Section 702 was added to the FISA law in 2008, and was initially heralded as a counterterrorism measure to close intelligence gaps. The collection of communications data is said to have helped the FBI find Najibullah Zazi, an Afghan-American who was arrested in September 2009 for his role in planning suicide bombings on the New York City Subway system. The intelligence community had intercepted his conversations with a bombmaker overseas as he sought to mix the explosives he would use in the New York attack in a Colorado hotel room.

Nakasone made the case that today Section 702 prevents cyber attacks and espionage, and that it helped the U.S. locate Ayman al-Zawahiri, one of al-Qaeda leader Osama bin Laden’s right hand men. He was killed in a drone strike in Pakistan last August. 

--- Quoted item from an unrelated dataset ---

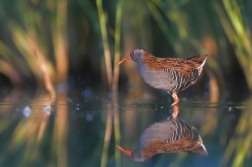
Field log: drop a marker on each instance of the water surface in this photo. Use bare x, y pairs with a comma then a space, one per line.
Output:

“How do we demonstrate to the public the fact that the dog didn’t bark in the night?” Nakasone told the PCLOB audience. “It’s difficult to provide you with concrete examples of how this authority has helped protect the country because so many of our successes are just that – preventing the dog from barking in the night.”

Nakasone’s presentation is the beginning of a campaign that is likely to be a pitched battle with Congress over renewal of Section 702. The Record has reported previously that Republican House members have put together a working committee to review the warrantless internet surveillance program.